Artigo

Cachorros, formigas e cágados

Atualizada em 11/10/2022 às 12h23

Bingo, um cachorro de Timon, MA, deu certa vez uma leve dentada em um vizinho. De nada adiantaram os incontáveis pedidos às autoridades, contra sua prisão, pois ele foi recolhido ao centro de controle de zoonoses da cidade. Lá ele viveu sério conflito existencial, nascido da diferença entre a natureza puramente canina de seus companheiros de infortúnio e a sua própria, humana. Desde a proclamação por Rogério Magri, ministro do Trabalho do governo Collor, acerca de Orca, sua cadela, de que “cachorro também é humano” a questão “restou pacificada”, como no dizer dos operadores do Direito. Sim, cachorro também é humano. Mais do que muitos cachorros desumanos de apenas duas patas.

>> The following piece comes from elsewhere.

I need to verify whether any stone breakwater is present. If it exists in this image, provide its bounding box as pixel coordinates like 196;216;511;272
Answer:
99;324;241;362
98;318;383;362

Fizeram com Bingo uma cachorrada. Ele permaneceu confinado sem formação de culpa e sem acusação formal, até que, meses depois, atendendo aos apelos de sua dona, o Tribunal de Justiça do Maranhão mandou o juiz libertá-lo, fazendo prevalecer a justiça humana para um humano injustiçado, embora na pele ou nos dentes de Bingo.

Mas esse negócio de animal às voltas com demandas judiciais não é novo aqui. Vejam o processo das formigas, do início do século XVIII. Os capuchinhos acusaram formalmente, perante o juízo eclesiástico, os pobres insetos de furtarem alimento da despensa do convento de Santo Antônio e de afastarem “a terra debaixo dos fundamentos, que ameaçava ruínas”, nas palavras do padre Manuel Bernardes na Nova floresta.

As formigas passaram a viver uma vida de cachorro. Nem por isso deixaram de ser tratadas como gente. João Lisboa transcreve uma certidão do escrivão José Guntardo de Beckmanns (escrito assim mesmo). “[...] na sua cerca citei as formigas em sua própria pessoa [...] lendo-lhes tudo de verbo ad verbum [...]”. Disseram as “rés Formigas” através de seu curador ad litem, isto é, no processo, que sendo necessário, provariam que as testemunhas dos frades não eram confiáveis.

O caso de Bingo teve um final feliz. Não se conhece, contudo, o desfecho do das formigas, apesar do padre Bernardes ter feito referência em 1706 a uma decisão final. O feito se arrastou até pelo menos 1713, tramitando da mesma forma como os de hoje, a passos de humano cágado. O juiz teria determinando aos frades a marcação “dentro de sua cerca [de] sítio competente para a vivenda das formigas, e que elas sob pena de excomunhão mudassem logo de habitação”.

Faz alguns anos, o STF pretendeu manter a tradição de dar humana atenção aos humanos animais, porquanto pronunciou-se sobre a morte da cadela mineira Pretinha. Ela foi recolhida pela prefeitura de Belo-Horizonte e sacrificada antes do prazo legal. A sua dona deu início a várias ações nos tribunais. Recurso vai, recurso vem, a demanda acabou no Tribunal, mas não sei como a história terminou nem se já terminou.

Como Pretinha não era uma besta de carga, ninguém poderia dizer que a história era uma besteira ou que besta é quem acredita na justiça. Pensando bem, a apreciação pelo STF é uma inequívoca esperança para o formigueiro humano de milhares de brasileiros que esperam alguma decisão sobre ações de seu interesse. Eles haverão de achar que, se os cachorros são atendidos com tanta boa vontade, então não haverá razão para os homens, de quem aqueles são os melhores amigos, não recebam o mesmo tratamento pela justiça. Neste caso, toda a ansiedade de hoje entre os demandantes humanos desapareceria e a nação viveria em paz e felicidade eternas.